Shell scripts are very useful things, whether they’re prepared and saved to a file for regular execution (for example, with a scheduler like cron), or just entered straight into the command line. They can perform tasks in seconds that may take days of repetitive work, like, say, resizing or touching up images, replacing text in a large number of HTML documents, converting items from one format to another, or gathering statistics.

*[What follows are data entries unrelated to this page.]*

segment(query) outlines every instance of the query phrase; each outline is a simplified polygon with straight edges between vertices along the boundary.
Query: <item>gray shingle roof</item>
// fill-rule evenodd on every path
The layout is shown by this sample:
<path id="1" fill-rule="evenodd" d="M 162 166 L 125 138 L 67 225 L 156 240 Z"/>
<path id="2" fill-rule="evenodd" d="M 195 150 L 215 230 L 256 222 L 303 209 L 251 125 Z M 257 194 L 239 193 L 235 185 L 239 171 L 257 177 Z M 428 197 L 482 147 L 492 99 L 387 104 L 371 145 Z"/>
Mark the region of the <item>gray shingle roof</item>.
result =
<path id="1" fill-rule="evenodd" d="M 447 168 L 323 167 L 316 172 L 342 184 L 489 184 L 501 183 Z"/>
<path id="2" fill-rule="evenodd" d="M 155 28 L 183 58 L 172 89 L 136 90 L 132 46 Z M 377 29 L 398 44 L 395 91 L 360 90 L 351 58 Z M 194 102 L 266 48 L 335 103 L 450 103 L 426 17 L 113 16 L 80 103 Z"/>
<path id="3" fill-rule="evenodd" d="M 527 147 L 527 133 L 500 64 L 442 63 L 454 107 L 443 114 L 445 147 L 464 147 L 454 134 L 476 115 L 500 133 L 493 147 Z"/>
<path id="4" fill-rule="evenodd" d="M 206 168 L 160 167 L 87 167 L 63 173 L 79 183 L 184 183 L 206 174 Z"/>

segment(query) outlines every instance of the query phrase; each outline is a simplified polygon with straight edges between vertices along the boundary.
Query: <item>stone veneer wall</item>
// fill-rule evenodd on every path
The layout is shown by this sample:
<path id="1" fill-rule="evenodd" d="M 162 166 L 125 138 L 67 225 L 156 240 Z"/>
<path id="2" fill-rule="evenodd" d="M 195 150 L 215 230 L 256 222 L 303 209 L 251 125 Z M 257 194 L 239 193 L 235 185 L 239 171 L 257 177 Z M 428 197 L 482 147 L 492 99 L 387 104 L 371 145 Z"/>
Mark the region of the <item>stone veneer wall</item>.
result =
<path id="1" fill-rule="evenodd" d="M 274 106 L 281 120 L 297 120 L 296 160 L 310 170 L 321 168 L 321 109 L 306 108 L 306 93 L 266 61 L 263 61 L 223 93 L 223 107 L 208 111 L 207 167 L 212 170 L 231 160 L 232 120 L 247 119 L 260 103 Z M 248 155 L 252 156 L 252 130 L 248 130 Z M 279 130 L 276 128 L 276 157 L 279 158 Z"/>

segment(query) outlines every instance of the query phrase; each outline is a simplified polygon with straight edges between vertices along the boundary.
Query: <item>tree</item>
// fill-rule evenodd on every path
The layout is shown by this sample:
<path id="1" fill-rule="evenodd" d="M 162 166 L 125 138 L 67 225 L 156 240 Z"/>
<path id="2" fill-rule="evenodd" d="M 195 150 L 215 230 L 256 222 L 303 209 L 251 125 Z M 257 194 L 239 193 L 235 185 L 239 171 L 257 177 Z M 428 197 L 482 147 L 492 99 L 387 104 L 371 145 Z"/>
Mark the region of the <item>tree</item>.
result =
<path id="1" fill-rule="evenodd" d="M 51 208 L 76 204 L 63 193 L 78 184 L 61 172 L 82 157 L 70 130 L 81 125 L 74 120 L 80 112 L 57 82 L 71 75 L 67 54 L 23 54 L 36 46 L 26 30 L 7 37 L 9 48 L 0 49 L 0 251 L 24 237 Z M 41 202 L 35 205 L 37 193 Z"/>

This entry is a brief introduction to scripting using the Bash shell, which I find to be the most intuitive, and probably the most common (that said, most of the information here will apply to other shells). We will explore some of the basic building blocks of scripting, such as while and for loops, if statements, and a few common techniques for accomplishing tasks. Along the way, we’ll also take a look at some of the tools that make shell scripting a bit more useful, such as test, and bc. Finally, we’ll put it together with a couple of examples.
Stay tuned over the next few days for a brief tutorial on some very useful unix tools, like awk, sed, sort and uniq, which may become indispensable to you (they have for me).
But first, lets begin with some basics.
Scripting 101
Bash (and it’s siblings) is a lot more than just a launcher; it is more like a programming language interface, which allows users to enter very complicated commands to achieve a wide variety of tasks. The language used is much like any other programming language – it contains for and while loops, if statements, functions and variables.
Commands can be either entered straight into the command line, or saved to files for execution.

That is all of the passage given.